When I sat down to write that post about flamenco last week, I was mostly enchanted by the kind of body presentation going on in the video pieces I included in the post. I was exploring, at the time, a curiosity about how the dancers did what they did and what impression it made (in relative ignorance of the cultural norms and traditions governing the kind of dance in question). There was an expression of power in it that I wanted (and still want) to understand better.
The shoes that make it possible to dance with so little touching the ground are an investment in time, money, and careful adjustment; they may cost $80 or more per pair (minimum — I gather that students can get cheaper shoes, but the average seems to run higher for really good ones), and professionals often have their shoes custom-made and fitted (and even then, they must adjust them). A shoe that does not fit or support properly is a gateway to injury, a risk of losing the dance, and can impede the effort-that-looks-effortless.

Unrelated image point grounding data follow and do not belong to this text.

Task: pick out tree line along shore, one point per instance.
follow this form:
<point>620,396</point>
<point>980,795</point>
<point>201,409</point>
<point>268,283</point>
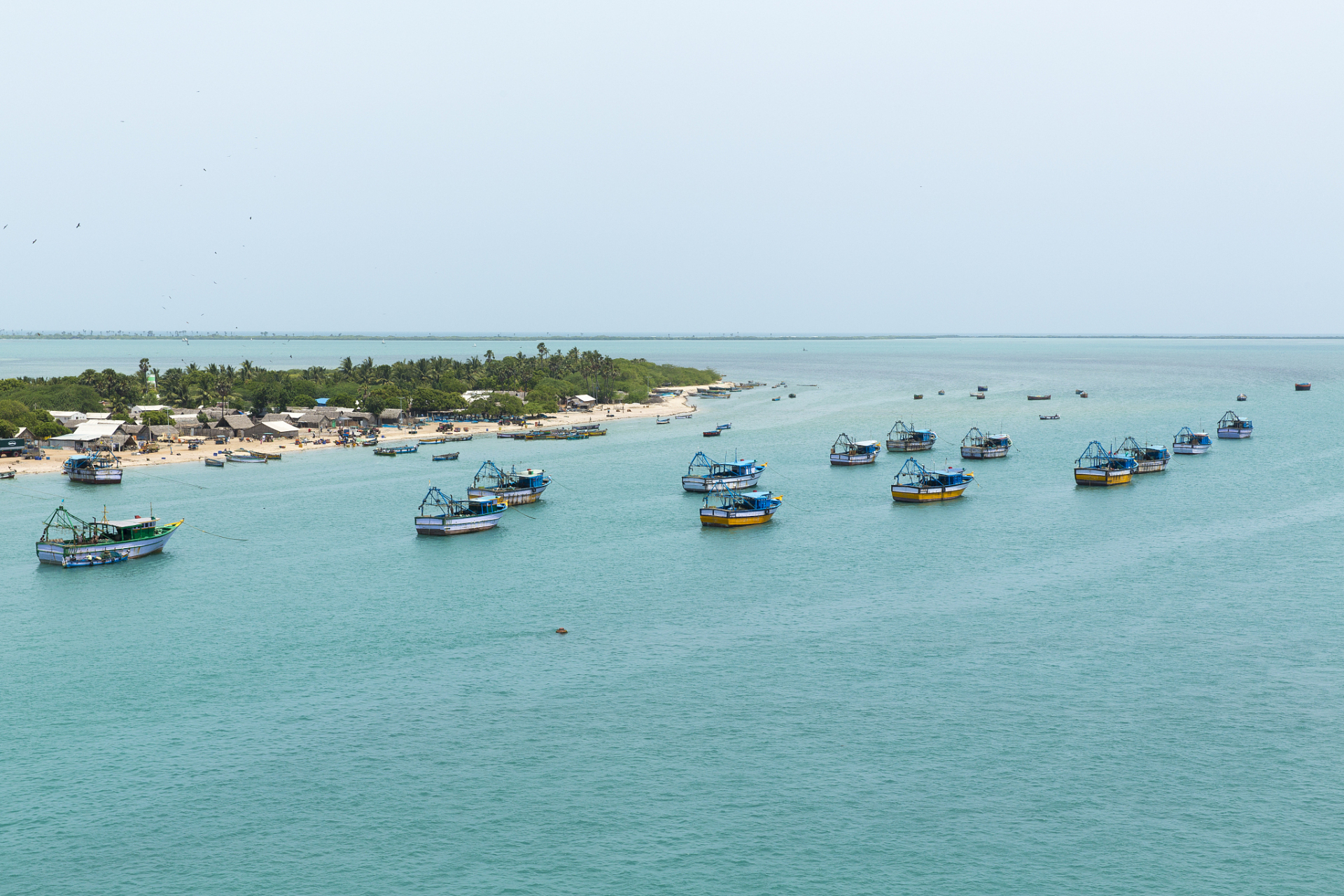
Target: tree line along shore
<point>514,384</point>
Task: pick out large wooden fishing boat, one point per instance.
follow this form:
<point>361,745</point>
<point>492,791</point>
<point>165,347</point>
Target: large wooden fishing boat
<point>1234,428</point>
<point>977,447</point>
<point>449,516</point>
<point>1187,442</point>
<point>732,508</point>
<point>904,438</point>
<point>1148,458</point>
<point>99,542</point>
<point>846,451</point>
<point>705,475</point>
<point>918,485</point>
<point>511,488</point>
<point>1098,466</point>
<point>99,468</point>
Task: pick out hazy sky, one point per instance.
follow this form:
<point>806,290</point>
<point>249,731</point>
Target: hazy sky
<point>683,167</point>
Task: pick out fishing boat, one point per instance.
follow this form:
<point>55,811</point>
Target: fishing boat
<point>1098,466</point>
<point>705,475</point>
<point>99,468</point>
<point>511,488</point>
<point>1187,442</point>
<point>445,514</point>
<point>904,438</point>
<point>846,451</point>
<point>977,445</point>
<point>918,485</point>
<point>244,458</point>
<point>1149,458</point>
<point>1233,428</point>
<point>70,542</point>
<point>732,508</point>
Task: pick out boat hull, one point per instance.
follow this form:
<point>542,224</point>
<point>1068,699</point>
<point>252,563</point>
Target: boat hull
<point>83,555</point>
<point>853,460</point>
<point>976,453</point>
<point>457,526</point>
<point>510,496</point>
<point>1094,476</point>
<point>96,476</point>
<point>718,484</point>
<point>909,445</point>
<point>926,495</point>
<point>729,519</point>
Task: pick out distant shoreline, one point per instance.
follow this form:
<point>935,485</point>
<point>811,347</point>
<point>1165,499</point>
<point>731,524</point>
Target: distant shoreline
<point>360,337</point>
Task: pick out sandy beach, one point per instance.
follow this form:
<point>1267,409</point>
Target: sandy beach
<point>179,453</point>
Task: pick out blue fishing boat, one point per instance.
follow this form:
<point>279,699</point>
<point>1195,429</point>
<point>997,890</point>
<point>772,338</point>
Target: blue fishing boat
<point>1098,466</point>
<point>511,488</point>
<point>732,508</point>
<point>705,475</point>
<point>445,514</point>
<point>914,484</point>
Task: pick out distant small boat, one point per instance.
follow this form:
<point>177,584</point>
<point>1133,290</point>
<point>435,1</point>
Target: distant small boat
<point>1189,442</point>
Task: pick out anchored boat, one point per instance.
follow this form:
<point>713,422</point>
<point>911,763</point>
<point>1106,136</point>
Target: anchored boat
<point>914,484</point>
<point>70,542</point>
<point>977,447</point>
<point>846,451</point>
<point>1187,442</point>
<point>1098,466</point>
<point>511,488</point>
<point>902,438</point>
<point>705,475</point>
<point>1149,458</point>
<point>1234,428</point>
<point>100,468</point>
<point>732,508</point>
<point>449,516</point>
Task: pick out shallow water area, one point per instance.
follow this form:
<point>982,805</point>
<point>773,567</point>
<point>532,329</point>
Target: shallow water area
<point>1038,688</point>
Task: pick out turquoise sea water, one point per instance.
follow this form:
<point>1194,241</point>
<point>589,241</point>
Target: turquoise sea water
<point>1035,690</point>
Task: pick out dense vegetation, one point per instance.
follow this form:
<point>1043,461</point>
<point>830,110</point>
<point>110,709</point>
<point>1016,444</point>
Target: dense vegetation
<point>425,384</point>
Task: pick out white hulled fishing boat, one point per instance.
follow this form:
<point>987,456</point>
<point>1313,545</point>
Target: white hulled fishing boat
<point>1187,442</point>
<point>977,445</point>
<point>904,438</point>
<point>705,475</point>
<point>511,488</point>
<point>449,516</point>
<point>96,543</point>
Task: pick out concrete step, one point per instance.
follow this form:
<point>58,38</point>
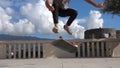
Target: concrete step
<point>61,63</point>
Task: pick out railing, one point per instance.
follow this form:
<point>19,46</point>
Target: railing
<point>35,49</point>
<point>22,49</point>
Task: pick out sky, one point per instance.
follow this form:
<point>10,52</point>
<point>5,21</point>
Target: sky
<point>32,18</point>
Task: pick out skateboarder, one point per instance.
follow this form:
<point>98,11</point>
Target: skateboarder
<point>101,5</point>
<point>60,8</point>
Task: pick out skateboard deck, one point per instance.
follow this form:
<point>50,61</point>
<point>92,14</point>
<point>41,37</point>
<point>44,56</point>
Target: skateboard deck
<point>62,44</point>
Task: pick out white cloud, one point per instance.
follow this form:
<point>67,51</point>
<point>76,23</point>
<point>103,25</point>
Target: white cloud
<point>38,19</point>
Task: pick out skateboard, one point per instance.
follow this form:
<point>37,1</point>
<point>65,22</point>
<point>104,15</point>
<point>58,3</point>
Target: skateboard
<point>64,45</point>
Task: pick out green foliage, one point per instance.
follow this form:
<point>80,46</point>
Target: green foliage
<point>112,7</point>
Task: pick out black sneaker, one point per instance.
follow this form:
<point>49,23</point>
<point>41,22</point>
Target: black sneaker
<point>68,29</point>
<point>55,29</point>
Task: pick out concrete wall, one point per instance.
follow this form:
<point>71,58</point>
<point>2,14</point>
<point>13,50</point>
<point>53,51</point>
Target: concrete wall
<point>2,51</point>
<point>100,33</point>
<point>50,51</point>
<point>116,51</point>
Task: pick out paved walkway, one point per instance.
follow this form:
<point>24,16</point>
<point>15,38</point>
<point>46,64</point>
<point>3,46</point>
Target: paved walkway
<point>61,63</point>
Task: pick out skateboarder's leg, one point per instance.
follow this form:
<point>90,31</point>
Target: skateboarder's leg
<point>55,18</point>
<point>68,12</point>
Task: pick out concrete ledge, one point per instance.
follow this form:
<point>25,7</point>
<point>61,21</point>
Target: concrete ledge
<point>61,63</point>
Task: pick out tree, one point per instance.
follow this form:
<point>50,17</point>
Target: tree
<point>112,7</point>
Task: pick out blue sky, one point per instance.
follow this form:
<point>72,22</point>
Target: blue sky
<point>32,18</point>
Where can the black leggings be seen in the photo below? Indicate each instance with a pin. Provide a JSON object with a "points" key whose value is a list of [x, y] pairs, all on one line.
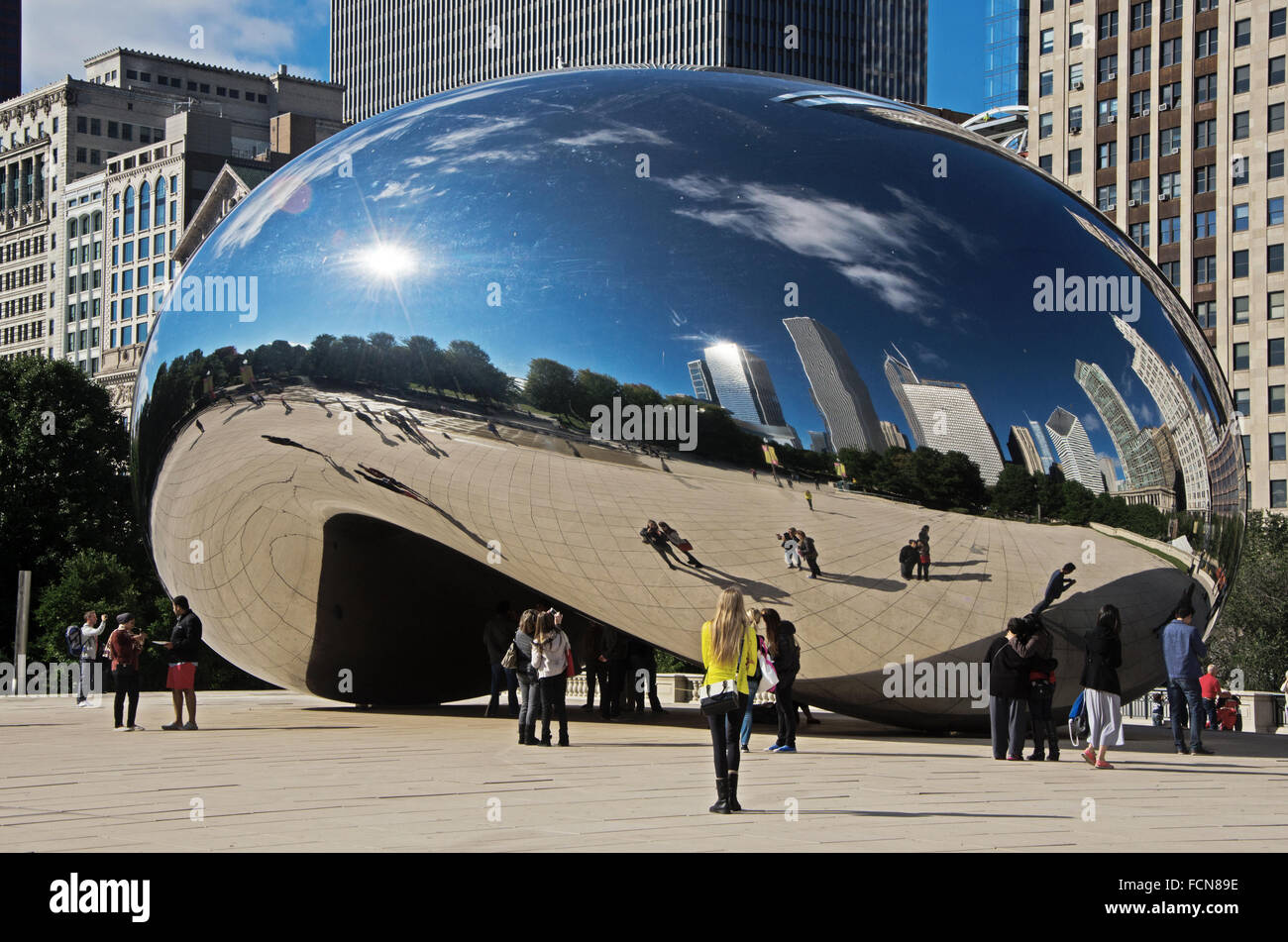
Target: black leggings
{"points": [[553, 705], [786, 710], [724, 738], [127, 680]]}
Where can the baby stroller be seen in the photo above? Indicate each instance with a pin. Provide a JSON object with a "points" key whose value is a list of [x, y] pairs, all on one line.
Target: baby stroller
{"points": [[1078, 726]]}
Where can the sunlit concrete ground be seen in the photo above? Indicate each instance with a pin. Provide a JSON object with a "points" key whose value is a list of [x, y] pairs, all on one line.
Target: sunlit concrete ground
{"points": [[277, 771]]}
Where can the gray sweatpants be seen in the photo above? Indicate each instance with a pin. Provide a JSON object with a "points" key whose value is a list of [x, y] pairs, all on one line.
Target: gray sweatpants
{"points": [[1009, 722]]}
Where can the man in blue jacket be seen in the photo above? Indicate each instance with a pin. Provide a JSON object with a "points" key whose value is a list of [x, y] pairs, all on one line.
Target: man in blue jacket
{"points": [[1183, 648]]}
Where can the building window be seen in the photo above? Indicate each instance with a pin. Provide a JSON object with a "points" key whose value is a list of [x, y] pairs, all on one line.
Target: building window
{"points": [[1107, 68], [1205, 87], [1278, 494], [1107, 155], [1243, 401], [1239, 262], [1205, 269], [1141, 14], [1205, 224], [1205, 177]]}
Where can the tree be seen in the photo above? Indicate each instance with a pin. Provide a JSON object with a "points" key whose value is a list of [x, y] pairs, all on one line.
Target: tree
{"points": [[550, 386], [1016, 491], [1252, 635], [592, 389], [63, 477]]}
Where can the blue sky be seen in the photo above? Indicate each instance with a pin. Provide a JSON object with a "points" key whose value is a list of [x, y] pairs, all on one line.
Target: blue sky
{"points": [[258, 35]]}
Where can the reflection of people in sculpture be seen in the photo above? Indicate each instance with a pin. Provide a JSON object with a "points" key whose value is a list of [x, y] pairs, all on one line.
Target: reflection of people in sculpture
{"points": [[1056, 584], [679, 543]]}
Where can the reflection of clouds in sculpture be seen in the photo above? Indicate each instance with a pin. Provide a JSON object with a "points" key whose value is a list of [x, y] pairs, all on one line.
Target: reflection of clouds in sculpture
{"points": [[870, 248]]}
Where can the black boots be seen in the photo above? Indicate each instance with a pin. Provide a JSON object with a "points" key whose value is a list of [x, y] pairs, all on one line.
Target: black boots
{"points": [[721, 805], [733, 791]]}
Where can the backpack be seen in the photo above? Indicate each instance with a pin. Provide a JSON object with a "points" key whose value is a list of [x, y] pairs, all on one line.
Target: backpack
{"points": [[75, 641]]}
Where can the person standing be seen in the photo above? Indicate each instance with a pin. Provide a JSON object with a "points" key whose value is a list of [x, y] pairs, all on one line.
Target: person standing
{"points": [[679, 542], [90, 632], [922, 560], [909, 558], [184, 646], [781, 641], [497, 635], [550, 662], [809, 552], [596, 666], [529, 686], [728, 654], [124, 646], [1210, 686], [1102, 691], [1042, 666], [1183, 648], [791, 550], [1008, 692], [1056, 584]]}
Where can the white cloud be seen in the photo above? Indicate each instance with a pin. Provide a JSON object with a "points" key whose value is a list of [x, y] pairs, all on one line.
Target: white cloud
{"points": [[59, 35]]}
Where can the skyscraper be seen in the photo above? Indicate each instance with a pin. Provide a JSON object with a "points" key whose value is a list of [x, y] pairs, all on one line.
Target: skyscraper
{"points": [[1022, 451], [1077, 457], [836, 386], [944, 416], [742, 385], [1136, 451], [11, 50], [1043, 448], [390, 52], [1168, 117], [700, 378], [1006, 52], [1179, 412]]}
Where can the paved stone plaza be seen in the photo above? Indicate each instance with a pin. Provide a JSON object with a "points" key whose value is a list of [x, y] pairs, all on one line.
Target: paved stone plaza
{"points": [[277, 771]]}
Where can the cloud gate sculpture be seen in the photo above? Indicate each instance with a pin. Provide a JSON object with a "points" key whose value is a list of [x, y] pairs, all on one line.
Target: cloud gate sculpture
{"points": [[467, 349]]}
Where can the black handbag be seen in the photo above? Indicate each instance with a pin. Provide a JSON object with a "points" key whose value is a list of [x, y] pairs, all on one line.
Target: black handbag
{"points": [[720, 699]]}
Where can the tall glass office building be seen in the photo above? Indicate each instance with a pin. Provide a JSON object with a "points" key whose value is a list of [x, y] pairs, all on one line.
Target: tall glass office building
{"points": [[1006, 52], [390, 52]]}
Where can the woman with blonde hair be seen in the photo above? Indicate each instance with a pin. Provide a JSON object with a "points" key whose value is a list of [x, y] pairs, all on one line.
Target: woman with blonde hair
{"points": [[529, 687], [550, 661], [728, 654]]}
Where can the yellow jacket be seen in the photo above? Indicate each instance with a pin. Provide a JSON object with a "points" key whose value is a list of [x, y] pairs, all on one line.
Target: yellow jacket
{"points": [[717, 672]]}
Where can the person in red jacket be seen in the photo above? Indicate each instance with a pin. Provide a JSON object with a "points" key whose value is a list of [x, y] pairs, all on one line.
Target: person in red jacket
{"points": [[1210, 686]]}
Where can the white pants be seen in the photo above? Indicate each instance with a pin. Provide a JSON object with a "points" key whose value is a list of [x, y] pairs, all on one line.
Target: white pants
{"points": [[1104, 718]]}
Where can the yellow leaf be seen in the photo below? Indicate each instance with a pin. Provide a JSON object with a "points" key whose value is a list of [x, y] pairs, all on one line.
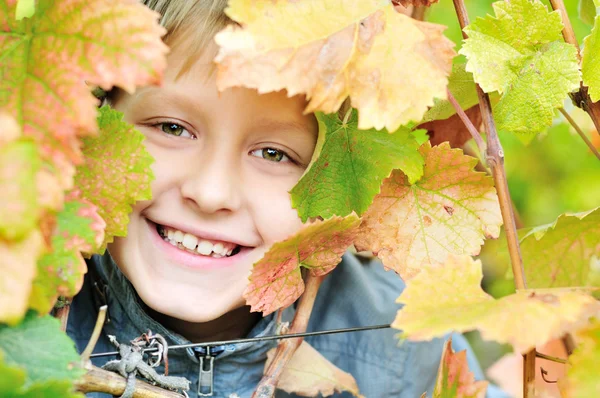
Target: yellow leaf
{"points": [[449, 210], [449, 297], [310, 374], [390, 65]]}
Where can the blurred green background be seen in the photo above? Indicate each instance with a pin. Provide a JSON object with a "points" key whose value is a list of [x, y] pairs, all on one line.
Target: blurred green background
{"points": [[554, 174]]}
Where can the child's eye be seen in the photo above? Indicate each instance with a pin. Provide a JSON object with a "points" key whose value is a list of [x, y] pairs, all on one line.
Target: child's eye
{"points": [[175, 129], [272, 154]]}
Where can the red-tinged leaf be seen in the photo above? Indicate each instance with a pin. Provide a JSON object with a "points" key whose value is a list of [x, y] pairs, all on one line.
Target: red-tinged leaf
{"points": [[79, 229], [454, 380], [49, 58], [17, 270], [19, 165], [310, 374], [116, 172], [449, 210], [276, 279]]}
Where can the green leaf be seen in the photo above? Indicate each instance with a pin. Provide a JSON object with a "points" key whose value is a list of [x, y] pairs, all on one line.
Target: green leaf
{"points": [[79, 229], [564, 253], [19, 212], [587, 10], [351, 165], [38, 347], [116, 172], [462, 87], [276, 279], [25, 9], [590, 62], [520, 54]]}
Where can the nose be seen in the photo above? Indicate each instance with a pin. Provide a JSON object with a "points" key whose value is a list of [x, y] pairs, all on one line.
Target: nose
{"points": [[212, 182]]}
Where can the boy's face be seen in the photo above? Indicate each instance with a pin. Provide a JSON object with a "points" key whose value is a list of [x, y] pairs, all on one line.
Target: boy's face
{"points": [[224, 164]]}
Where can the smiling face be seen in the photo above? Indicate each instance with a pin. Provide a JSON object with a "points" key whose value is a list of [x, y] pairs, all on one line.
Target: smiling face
{"points": [[224, 163]]}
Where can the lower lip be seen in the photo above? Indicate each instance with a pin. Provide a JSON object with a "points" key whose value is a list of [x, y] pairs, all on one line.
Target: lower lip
{"points": [[186, 259]]}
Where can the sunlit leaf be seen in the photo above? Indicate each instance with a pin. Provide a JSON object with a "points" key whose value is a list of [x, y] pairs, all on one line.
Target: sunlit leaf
{"points": [[276, 279], [449, 297], [350, 166], [454, 379], [18, 269], [582, 372], [332, 49], [79, 229], [37, 360], [449, 210], [310, 374], [565, 252], [520, 53], [49, 58], [116, 172]]}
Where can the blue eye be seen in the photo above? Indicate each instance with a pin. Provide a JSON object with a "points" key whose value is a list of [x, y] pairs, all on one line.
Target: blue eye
{"points": [[175, 129], [271, 154]]}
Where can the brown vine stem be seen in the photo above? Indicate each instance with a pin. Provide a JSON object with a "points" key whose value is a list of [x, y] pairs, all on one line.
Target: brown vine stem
{"points": [[495, 160], [580, 98], [85, 355], [287, 348], [580, 132], [100, 380]]}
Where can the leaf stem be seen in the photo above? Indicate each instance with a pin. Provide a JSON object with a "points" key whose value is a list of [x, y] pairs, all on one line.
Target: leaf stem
{"points": [[580, 132], [85, 355], [100, 380], [285, 349], [472, 129], [495, 160]]}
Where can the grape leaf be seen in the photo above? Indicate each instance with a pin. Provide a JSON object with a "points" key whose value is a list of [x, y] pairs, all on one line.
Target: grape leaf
{"points": [[47, 60], [454, 380], [39, 347], [562, 254], [449, 210], [449, 297], [60, 272], [582, 372], [276, 279], [116, 172], [350, 166], [310, 374], [520, 54], [18, 269], [590, 61], [19, 165], [330, 49]]}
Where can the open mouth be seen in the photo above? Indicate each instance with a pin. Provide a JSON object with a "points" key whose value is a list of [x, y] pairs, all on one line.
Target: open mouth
{"points": [[195, 245]]}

The foot itself also needs adjustment, tending, training. After all, an entire body’s weight is concentrated on so very little of it at any given time in this style of dance that the stress is immense. A foot requires care. It must be strengthened — and sometimes (as the dancers in the video point out) the repertoire and one’s own natural build can change what needs to be done in order to care for it properly. A dancer’s feet are, as the dancer says, like the worker’s hands — their callouses protect them, their joints expand and change to handle the stress of bearing the body and moving it. The beauty of a pointe dancer’s foot is in what it does (encased in its tortured and reshaped shoe), not in a “pleasing” shape.
The tool or instrument that is the foot-in-the-shoe is a curiosity in itself, taken as a part of a body used to express or to represent something in its choreographed movements. The kind of control manifested here is different from flamenco’s foot-in-shoe instrumentation (instrumentality?). In flamenco, as far as I can tell, the dancer is also actively contributing to the music itself (rhythmically speaking), both with feet and hands; the ballet dancer en pointe is dancing with or to the music, but is not actually making music…although this is a point that I think it might be interesting to reconsider.